Ihwal tentang tuntutan transparansi pengelolaan Dana BOS dan Dana Komite ini bermula dari munculnya spanduk berisi ‘Mosi Tidak Percaya’ dari Orangtua Siswa dan Guru MAN Pematangsiantar terhadap kamad, Lintong Sirait dan ketua komite, Imran Simanjuntak. Spanduk itu terpampang persis di depan gerbang masuk MAN Pematangsiantar, Jalan Singosari, Kelurahan Bantan, Kecamatan Siantar Barat, pada Minggu (5/10/2025).

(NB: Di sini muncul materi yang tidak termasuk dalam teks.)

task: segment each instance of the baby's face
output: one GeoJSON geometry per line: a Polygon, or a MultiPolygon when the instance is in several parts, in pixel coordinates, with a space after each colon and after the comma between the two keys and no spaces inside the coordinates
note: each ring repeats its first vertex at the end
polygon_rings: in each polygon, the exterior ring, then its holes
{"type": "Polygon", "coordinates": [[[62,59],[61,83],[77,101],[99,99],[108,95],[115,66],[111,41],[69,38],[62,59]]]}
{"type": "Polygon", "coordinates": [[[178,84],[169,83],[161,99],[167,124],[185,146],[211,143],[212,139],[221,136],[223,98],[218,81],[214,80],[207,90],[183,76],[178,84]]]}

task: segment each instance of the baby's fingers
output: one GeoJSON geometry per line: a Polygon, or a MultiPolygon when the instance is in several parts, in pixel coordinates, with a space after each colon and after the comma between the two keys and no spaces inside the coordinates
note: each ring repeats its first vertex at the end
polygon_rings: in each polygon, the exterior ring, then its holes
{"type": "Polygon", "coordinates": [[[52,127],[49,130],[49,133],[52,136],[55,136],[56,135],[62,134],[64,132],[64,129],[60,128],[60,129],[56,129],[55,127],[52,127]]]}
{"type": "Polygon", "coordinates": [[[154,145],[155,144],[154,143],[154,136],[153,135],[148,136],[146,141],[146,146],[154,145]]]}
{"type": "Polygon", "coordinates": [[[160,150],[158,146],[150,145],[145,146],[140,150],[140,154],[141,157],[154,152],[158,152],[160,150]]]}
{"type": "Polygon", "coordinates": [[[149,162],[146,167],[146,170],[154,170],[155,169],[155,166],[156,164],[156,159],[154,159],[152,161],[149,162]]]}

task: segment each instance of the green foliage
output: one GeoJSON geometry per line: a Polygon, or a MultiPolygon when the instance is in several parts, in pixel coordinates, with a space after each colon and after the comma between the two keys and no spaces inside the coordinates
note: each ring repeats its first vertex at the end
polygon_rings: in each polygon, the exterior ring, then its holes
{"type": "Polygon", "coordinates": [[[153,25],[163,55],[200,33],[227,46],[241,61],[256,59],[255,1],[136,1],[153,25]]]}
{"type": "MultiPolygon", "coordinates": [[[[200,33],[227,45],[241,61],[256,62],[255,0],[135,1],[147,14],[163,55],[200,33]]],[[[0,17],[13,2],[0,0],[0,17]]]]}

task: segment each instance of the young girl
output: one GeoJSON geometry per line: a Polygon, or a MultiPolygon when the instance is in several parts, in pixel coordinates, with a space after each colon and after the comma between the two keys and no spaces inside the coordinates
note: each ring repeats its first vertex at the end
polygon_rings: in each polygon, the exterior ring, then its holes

Salahseorang orangtua siswa, Yendra Eka Putra yang ditemui BENTENG SIANTAR, mengungkapkan, kekecewaan yang mendalam terhadap kepemimpinan Lintong Sirait sebagai kepala madrasah, juga kepada Imran Simanjuntak, selaku ketua komite. Menurutnya, MAN Siantar memiliki kemampuan anggaran yang mumpuni, namun sering kali membenani kutipan terhadap siswa.
Yendra menyebutkan, setiap siswa MAN Siantar dikenakan kutipan uang komite sebesar Rp110 ribu per bulan. Dengan adanya uang komite, lanjut Yendra, maka MAN Siantar diperkirakan mengelola anggaran kurang lebih sebesar Rp3,5 miliar dalam setahun. Dari Dana BOS Rp2 miliar dan Dana Komite Rp1,5 miliar.
Akan tetapi, ketika ada kegiatan ekstrakulikuler, seperti seni dan olahraga yang diadakan pihak sekolah, sering kali para siswa dibebankan biaya, seperti keperluan pakaian dan akomodasi.
“Ada acara menari, pakaian dibebankan ke orangtua. Ada pertandingan sepakbola ke Medan, pakai biaya sendiri,” ungkap Yendra, dengan nada kesal.
Baca: Indikasi Ajang Bisnis Berkedok Baju Seragam di MAN Siantar
Menurut Yendra, sudah banyak orangtua siswa yang protes atas uang komite tersebut. Ditambah lagi, ada kutipan-kutipan lain, seperti uang wisuda sebesar Rp360 ribu.
“Seharusnya, kalau memang orangtua siswa nggak sanggup, ya pihak sekolah jangan memaksakan. Anak masuk sekolah negeri itu, supaya nggak banyak biaya. Sekarang, malah banyak biaya,” keluh Yendra.